1Chiffres communiqués par le ministère de la santé de la bande de Gaza et repris par International Middle East Media Center, 27 août 2014.

2Le Quartet n’a pas d’acte de naissance. Sa paternité n’est pas clairement établie, même si son ADN est à rechercher du côté de Washington. Il reste qu’Américains, Européens, Russes et responsables des Nations unies ont jugé utile au début des années 2000 de se retrouver régulièrement, d’abord de façon informelle, pour poser les éléments constitutifs de l’État palestinien. Son existence a été officialisée par les Nations unies en 2002 à Madrid. L’échec du processus de négociation d’Oslo entre pour beaucoup dans sa création. La «  feuille de route  » établie par le Quartet en 2003 avait pour ambition de mettre en œuvre les principes retenus à Oslo en 1993. Elle a notamment exigé de Yasser Arafat qu’il adopte des réformes en matière de sécurité. La conscience générale qu’Oslo n’est plus une référence opérationnelle a progressivement réduit l’importance du Quartet, comme il a découragé les puissances internationales de désigner des envoyés ou des représentants spéciaux travaillant à temps plein sur le processus de paix au Proche-Orient. Israël ne s’en est pas plaint.

3James M. Goldgeier, A Realistic Reset with Russia,, Council on Foreign relations, août-septembre 2009.

4Informaticien américain, ancien employé de la Central Intelligence Agency (CIA) et de la National Security Agency (NSA), il a révélé les détails de plusieurs programmes de surveillance de masse américains et britanniques. Recherché par l’administration américaine, il est accusé d’espionnage, de vol et d’utilisation illégale de biens gouvernementaux. En juillet 2013, il a trouvé un asile temporaire à Moscou. Le 1er août 2014, les autorités russes lui ont accordé un droit de résidence pour 3 ans.

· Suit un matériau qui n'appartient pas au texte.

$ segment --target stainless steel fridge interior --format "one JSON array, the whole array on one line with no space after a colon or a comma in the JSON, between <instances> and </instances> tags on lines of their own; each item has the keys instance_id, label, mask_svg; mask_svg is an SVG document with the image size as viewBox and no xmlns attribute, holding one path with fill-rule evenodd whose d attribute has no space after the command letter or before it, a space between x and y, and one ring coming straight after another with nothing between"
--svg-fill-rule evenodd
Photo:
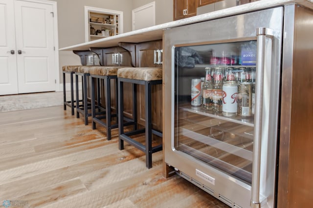
<instances>
[{"instance_id":1,"label":"stainless steel fridge interior","mask_svg":"<svg viewBox=\"0 0 313 208\"><path fill-rule=\"evenodd\" d=\"M232 207L274 206L283 13L277 7L164 33L165 162ZM224 92L214 110L201 104L208 70L213 83L222 72L223 87L233 74L232 113L224 112Z\"/></svg>"}]
</instances>

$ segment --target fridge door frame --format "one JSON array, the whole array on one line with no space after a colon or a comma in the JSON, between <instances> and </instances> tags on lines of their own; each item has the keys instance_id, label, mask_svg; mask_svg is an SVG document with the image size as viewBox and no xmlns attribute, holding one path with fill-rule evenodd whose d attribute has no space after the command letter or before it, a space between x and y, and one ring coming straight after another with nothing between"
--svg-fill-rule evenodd
<instances>
[{"instance_id":1,"label":"fridge door frame","mask_svg":"<svg viewBox=\"0 0 313 208\"><path fill-rule=\"evenodd\" d=\"M175 66L171 58L174 57L177 45L245 41L256 39L257 28L273 30L273 37L267 39L266 46L260 198L262 207L274 207L283 15L284 7L279 6L164 31L163 56L169 58L163 59L164 104L170 106L163 110L166 115L163 129L165 162L174 167L178 174L231 206L250 207L251 187L174 148L175 75L172 69ZM260 22L262 23L259 23ZM269 146L271 148L268 150ZM271 170L268 171L268 169ZM199 171L204 175L200 177ZM210 180L208 176L215 179L214 185L208 181Z\"/></svg>"}]
</instances>

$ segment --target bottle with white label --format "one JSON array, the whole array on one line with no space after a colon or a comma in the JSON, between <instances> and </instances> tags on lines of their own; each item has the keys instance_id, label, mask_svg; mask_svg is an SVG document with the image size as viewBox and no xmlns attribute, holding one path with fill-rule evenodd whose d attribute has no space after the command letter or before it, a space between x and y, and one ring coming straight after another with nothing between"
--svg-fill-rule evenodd
<instances>
[{"instance_id":1,"label":"bottle with white label","mask_svg":"<svg viewBox=\"0 0 313 208\"><path fill-rule=\"evenodd\" d=\"M205 67L205 81L202 86L202 108L203 110L212 110L212 78L211 68Z\"/></svg>"},{"instance_id":2,"label":"bottle with white label","mask_svg":"<svg viewBox=\"0 0 313 208\"><path fill-rule=\"evenodd\" d=\"M214 113L222 112L223 100L223 73L222 68L217 67L214 71L214 84L212 88L213 111Z\"/></svg>"},{"instance_id":3,"label":"bottle with white label","mask_svg":"<svg viewBox=\"0 0 313 208\"><path fill-rule=\"evenodd\" d=\"M223 114L225 116L236 116L237 112L237 96L238 84L231 68L227 69L226 81L223 83Z\"/></svg>"}]
</instances>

6Israël vient d’annoncer de nouvelles expropriations de terres palestiniennes près de Bethléem pour y construire des colonies. Le porte-parole américain a déclaré, le 4 septembre, que «  ces mesures sont contraires à l’objectif affiché par Israël de négocier un accord sur le statut permanent avec les Palestiniens et enverraient un message de grande confusion si elles étaient mises en œuvre  ».

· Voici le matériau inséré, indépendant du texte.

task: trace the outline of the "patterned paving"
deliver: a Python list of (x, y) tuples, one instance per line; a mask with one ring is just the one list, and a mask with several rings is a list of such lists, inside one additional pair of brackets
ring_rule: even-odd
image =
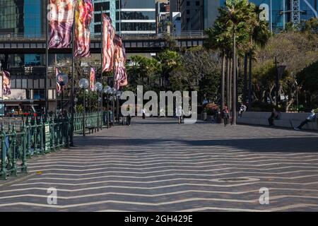
[(317, 133), (134, 119), (76, 143), (0, 182), (0, 211), (318, 210)]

7John Kerry a pris ses fonctions le 1er février 2013.

8Sur les très mauvaises relations entre Washington et Israël, lire Raphael Ahren, «  Top Obama official blasts Israel for denying Palestinians sovereignty, security, dignity  », Times of Israel, 9 juillet 2014. Extraits du discours, critique pour Israël, prononcé à Tel Aviv par Philip Gordon, coordinateur à la Maison Blanche pour le Proche-Orient.

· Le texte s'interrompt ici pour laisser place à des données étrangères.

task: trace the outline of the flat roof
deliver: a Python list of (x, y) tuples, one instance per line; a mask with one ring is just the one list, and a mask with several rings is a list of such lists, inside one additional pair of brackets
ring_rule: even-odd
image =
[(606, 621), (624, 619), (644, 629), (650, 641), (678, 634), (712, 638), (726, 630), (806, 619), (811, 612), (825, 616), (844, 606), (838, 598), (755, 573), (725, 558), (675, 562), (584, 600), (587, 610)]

9Appellation récente de formations djihadistes qui se sont regroupées. Elles se définissaient il y a quelques mois comme l’État islamique en Irak et au Levant (EIIL) ou l’État islamique en Irak et en Syrie (EEIS, Isis en anglais).

10Le statut d’État observateur obtenu par l’Autorité palestinienne aux Nations unies en novembre 2012 permet désormais à la Palestine d’accéder à diverses conventions et organisations internationales. Depuis cette époque, la Palestine a adhéré à sept traités fondamentaux. Elle n’entend pas s’arrêter en si bon chemin.

11Un autre discours historique aujourd’hui complètement oublié est celui prononcé par William Clinton au Conseil législatif palestinien, à Gaza, en 1998.